There are multiple mechanisms whereby probiotics might positively impact the gut microbiome, which have been extensively reviewed by Peera Hemarajata and James Versalovic (2013). For instance, probiotics may manipulate the gut microbiome and suppress pathogenic growth via production of β-defensin and IgA, fortify the intestinal barrier by maintaining tight junction integrity and inducing mucin production, modulate the immune system, and/or influence gut motility and nociception via the regulation of pain receptor expression and secretion of neurotransmitters.
Additionally, probiotics may also promote microbiota stability, reinforcing the colonizing microbiota’s ability to either resist perturbation by stressors or quickly recover from them. For example, a study showed less antibiotic-induced microbiota disruption in healthy, probiotic-supplemented adults than in those who did not take a probiotic. This protective effect would only occur while the probiotic was being consumed regularly, and is therefore a transient effect.
So what about probiotics specifically in people with IBD? Although probiotics have been shown to exhibit positive effects in reducing inflammation and maintaining gut intestinal barrier function in in vitro and in mouse models of IBD, their efficacy in human clinical trials has been limited.
Several systemic reviews and meta-analyses have assessed the published results of all available human clinical trials assessing probiotic use in IBD subpopulations. The studies pointed towards a lack of evidence supporting probiotic use with CD. On the other hand, probiotics may be promising for UC. Stefano Guandalini and Naire Sansotta (2019) suggested a multi-species probiotic showed potential as an adjunct medical therapy. Yannick Derwa (2017), suggested the same formulation induced remission of active UC and may be as effective as 5-aminosalicylates in preventing relapse. Similarly, Mahboube Ganji-Arjenaki and Mahmoud Rafieian-Kopaei (2017) found a positive trend combining Lactobacillus with a multi-species probiotic in children with IBD.
Many factors may have contributed to the current less-than-favourable outcome of probiotic efficacy in the clinical trials. First, IBD is a heterogeneous disease containing many subgroups of diseases with distinct characteristics. For example, a clinical trial of several well-known probiotic strains did not yield the expected clinical outcome, particularly in CD. Half of all CD patients have one or more mutations in the NOD2 gene, and the anti-inflammatory mechanism of action of the Lactobacillus strain in the study (L. salivarius Ls33) is NOD2-dependent. Host genetics, therefore, likely contributed to the failure rates. This highlights the importance of understanding the genetics, disease subgroups, and specific probiotic strains in each study. Furthermore, since probiotic strains and species can have different mechanisms of action, care must be taken when combining them to create multi-species formulations that work synergistically in IBD, as opposed to antagonistically.

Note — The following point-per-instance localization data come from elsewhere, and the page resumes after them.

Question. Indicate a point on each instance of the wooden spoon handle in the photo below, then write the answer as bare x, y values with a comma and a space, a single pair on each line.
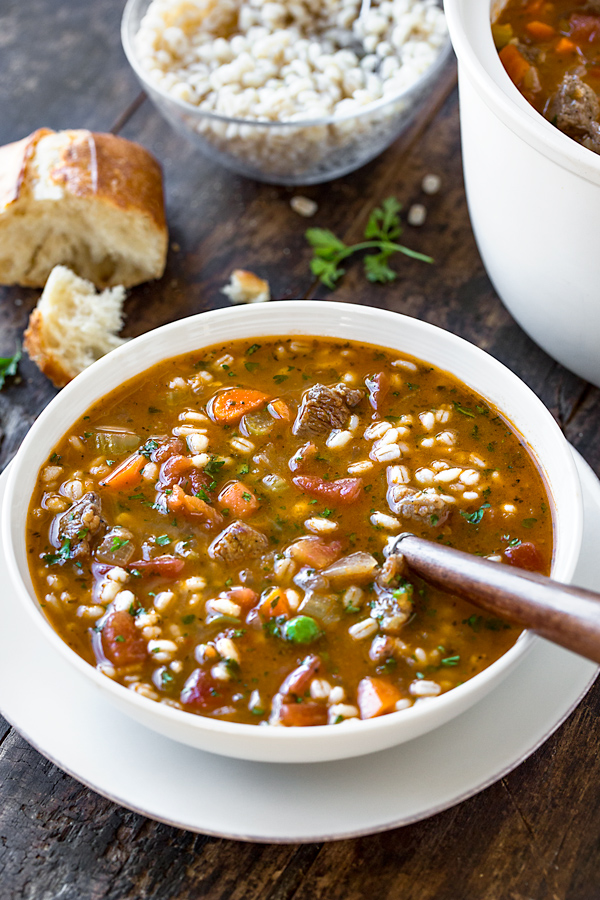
568, 616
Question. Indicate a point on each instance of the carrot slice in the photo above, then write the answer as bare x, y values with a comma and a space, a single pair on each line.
280, 410
274, 604
127, 474
565, 46
540, 31
238, 499
515, 63
376, 697
228, 407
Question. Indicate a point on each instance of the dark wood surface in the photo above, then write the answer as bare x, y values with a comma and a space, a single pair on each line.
535, 834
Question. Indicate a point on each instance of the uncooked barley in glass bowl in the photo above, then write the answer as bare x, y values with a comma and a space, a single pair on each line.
290, 93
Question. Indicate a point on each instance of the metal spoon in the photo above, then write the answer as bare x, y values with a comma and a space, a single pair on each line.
568, 616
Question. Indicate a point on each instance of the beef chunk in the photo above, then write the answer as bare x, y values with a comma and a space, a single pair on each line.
575, 110
324, 408
237, 543
426, 507
82, 525
385, 647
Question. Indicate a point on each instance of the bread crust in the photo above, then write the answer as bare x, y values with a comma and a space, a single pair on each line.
110, 168
13, 165
46, 361
111, 173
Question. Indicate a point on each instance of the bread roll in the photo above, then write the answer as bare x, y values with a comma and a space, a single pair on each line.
93, 202
72, 326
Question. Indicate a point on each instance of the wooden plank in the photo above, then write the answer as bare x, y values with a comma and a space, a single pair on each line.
62, 66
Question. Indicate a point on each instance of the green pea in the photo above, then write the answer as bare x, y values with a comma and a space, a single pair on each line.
302, 630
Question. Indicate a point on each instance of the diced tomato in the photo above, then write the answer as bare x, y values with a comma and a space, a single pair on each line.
128, 474
201, 691
303, 715
274, 604
525, 556
298, 680
342, 492
314, 552
378, 387
238, 499
376, 697
165, 566
303, 455
122, 643
228, 407
584, 28
193, 507
565, 47
172, 447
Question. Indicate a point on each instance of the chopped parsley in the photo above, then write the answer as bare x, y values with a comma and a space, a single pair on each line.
476, 517
61, 556
8, 366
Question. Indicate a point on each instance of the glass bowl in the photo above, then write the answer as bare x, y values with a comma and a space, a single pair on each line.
309, 152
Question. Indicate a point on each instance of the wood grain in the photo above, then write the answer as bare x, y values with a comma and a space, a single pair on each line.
534, 834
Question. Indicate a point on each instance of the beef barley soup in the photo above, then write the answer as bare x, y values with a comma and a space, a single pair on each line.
551, 51
211, 534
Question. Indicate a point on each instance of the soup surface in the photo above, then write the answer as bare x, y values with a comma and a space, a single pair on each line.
551, 51
212, 534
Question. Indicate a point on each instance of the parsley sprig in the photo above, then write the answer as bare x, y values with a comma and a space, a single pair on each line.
381, 232
8, 366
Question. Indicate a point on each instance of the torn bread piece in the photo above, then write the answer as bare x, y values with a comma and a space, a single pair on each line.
72, 326
93, 202
246, 287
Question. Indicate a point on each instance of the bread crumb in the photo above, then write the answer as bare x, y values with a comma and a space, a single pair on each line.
246, 287
304, 206
416, 215
72, 326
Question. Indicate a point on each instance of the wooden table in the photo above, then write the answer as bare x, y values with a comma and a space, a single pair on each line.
535, 833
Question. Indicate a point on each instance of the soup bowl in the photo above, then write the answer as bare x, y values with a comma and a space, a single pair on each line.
534, 200
481, 372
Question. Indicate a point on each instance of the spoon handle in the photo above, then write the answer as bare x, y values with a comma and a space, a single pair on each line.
568, 616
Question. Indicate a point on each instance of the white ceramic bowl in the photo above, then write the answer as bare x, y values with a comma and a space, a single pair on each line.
492, 380
534, 200
291, 153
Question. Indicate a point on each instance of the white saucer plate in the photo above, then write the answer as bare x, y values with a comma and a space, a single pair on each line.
69, 722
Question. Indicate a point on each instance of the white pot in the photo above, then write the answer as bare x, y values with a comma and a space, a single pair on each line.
534, 200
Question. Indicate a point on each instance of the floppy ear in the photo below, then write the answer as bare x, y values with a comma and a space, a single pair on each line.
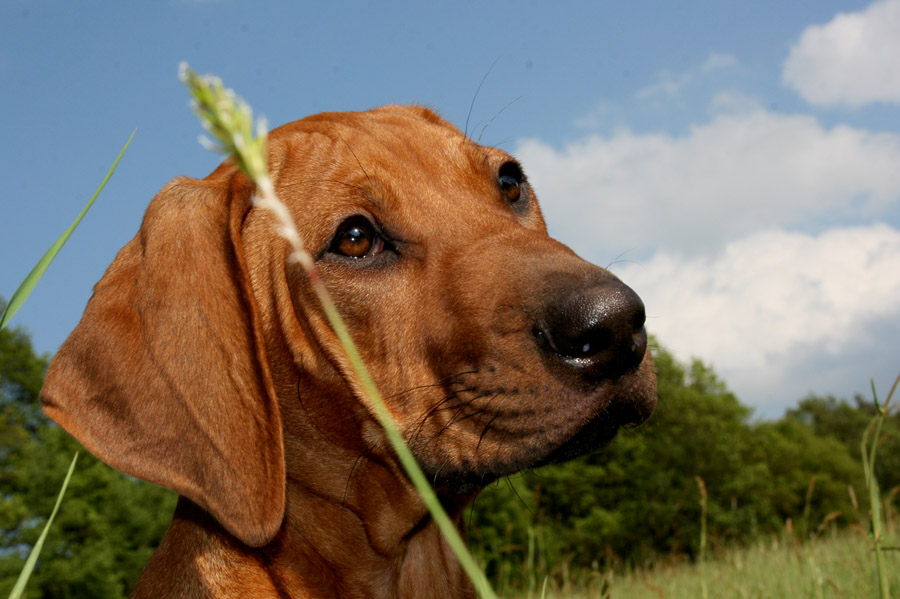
165, 377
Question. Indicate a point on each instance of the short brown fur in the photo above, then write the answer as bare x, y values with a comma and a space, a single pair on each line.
204, 364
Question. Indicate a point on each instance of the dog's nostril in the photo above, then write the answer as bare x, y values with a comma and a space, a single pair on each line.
590, 343
599, 331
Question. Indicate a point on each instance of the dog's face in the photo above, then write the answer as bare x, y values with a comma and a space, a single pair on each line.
204, 362
495, 346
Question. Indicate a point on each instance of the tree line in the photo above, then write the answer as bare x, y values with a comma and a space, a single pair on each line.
634, 503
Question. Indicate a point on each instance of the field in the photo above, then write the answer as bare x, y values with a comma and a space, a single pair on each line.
836, 565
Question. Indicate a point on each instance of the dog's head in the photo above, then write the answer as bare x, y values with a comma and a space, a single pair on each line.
203, 358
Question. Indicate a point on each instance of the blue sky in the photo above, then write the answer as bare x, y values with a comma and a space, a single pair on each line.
737, 163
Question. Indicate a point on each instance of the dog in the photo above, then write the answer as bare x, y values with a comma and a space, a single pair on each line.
204, 363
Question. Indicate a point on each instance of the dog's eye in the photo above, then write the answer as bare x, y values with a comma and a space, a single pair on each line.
510, 180
356, 238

Future translational research might include harnessing metagenomics techniques or developing novel in vivo and in vitro models to identify and characterize probiotic strains with enhanced efficacy with IBD, or even to create more effective strains. Exploring combined strains that have the potential to act synergistically, or combining with nutritional strategies, including prebiotics, may also be beneficial. Finally, more research is needed to understand the molecular mechanisms of commensal and pathogenic bacteria in those with IBD, as well as to characterize IBD subpopulations (and whether they may be stratified based on their gut microbiota), perhaps enabling the development of targeted tailor-made probiotics.